Let’s look at the average weekend at Carriage – people everywhere, walking to the apartments. The houses themselves are on display, lines extending around the houses, everyone hanging out in the front yard, music blasting, probably a game of beer pong going on right in front of the front door. You wonder why the police are everywhere? When you have 50 or so people in your front yard, all drinking from big red cups, yelling over the music? Yeah, nothing could go wrong here. Oh, look, Tim is throwing a rock at a tree! Now he’s telling it to stay away from his girl! There’s a reason the police are there, and it’s not to break up your party – it’s to ensure your safety from idiots like Tim. The question is, how do we keep Tim away from the party?
Both Bell-Elkins and Cox advocate toning things down. Bell-Elkins stated, “Don’t have the party on the front lawn. Folks will walk from the university to Carriage House. If they see lights on, and they see the garage door open, they see folks out on the front lawn, they’ll just come in. If you have the party in your house, in the basement, on the back porch, you’re more able to control who comes into your place.” Better yet, simply restrict who can be there. Facebook makes this incredibly easy – just invite the people you actually want to be there, tell them to bring a friend or two, take the names and only allow those people in. I know you’ll have fewer people there, but you won’t attract the attention of the police.
What if your party is crashed by the wrong people (that is to say uninvited people and people acting shady)? Just ask the police for assistance. Bell-Elkins related the story to me about a host rounding up the people he actually wanted there into one location and then having the police clear out the unwanted attendants. And that was it; the police showed up, got rid of the unwanted element and didn’t do anything else in regards to the party.
The police are the greatest resource at these parties in terms of safety. They are not there to break up your party, they are there to make you safe. Everyone wants to make them out to be villains, sitting around all night trying to stop your fun. No, they are staying up all night trying to stop violent incidents from occurring. It’s this aversion from the police that put the two New London men at Knollwood that night, a place with a less omnipresent police force than Carriage and Celeron. Would they have pulled the gun at Carriage? It’s a possibility, but with more police there, they probably would have thought twice.

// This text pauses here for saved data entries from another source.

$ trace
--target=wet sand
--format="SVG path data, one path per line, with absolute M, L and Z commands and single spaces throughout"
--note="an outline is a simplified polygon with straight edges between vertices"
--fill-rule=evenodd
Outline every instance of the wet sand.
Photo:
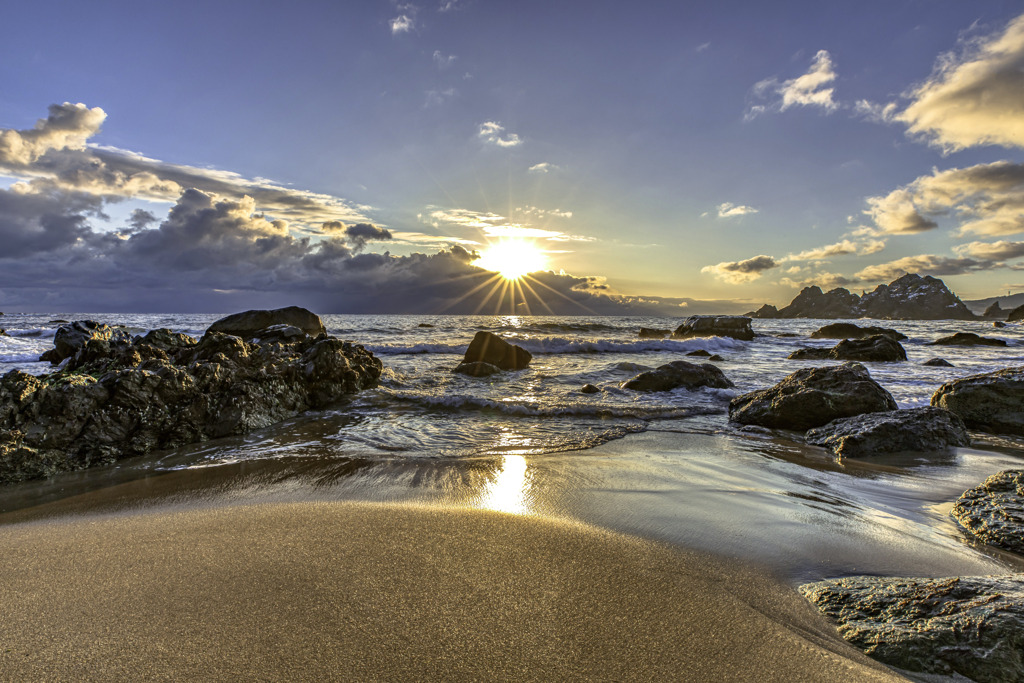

Finally, it’s important to repeat that neither the administration nor the police are trying to end partying and that’s not what I’m pushing for either. What all three of us want is a measure of responsibility from hosts and party-goers. The police and the administration gave me the same tips on how to get them off your back about the partying. They already know that you’re selling alcohol without a license to minors and they are letting it slide for the most part. We have to work with them on this, not against them. It’s like playing with an elastic. You pull it out, and it snaps back, and the farther you pull it, the harder it snaps back. We’ve been pulling on this elastic for a long time and if we don’t give it some more slack, the mark it will leave will become permanent.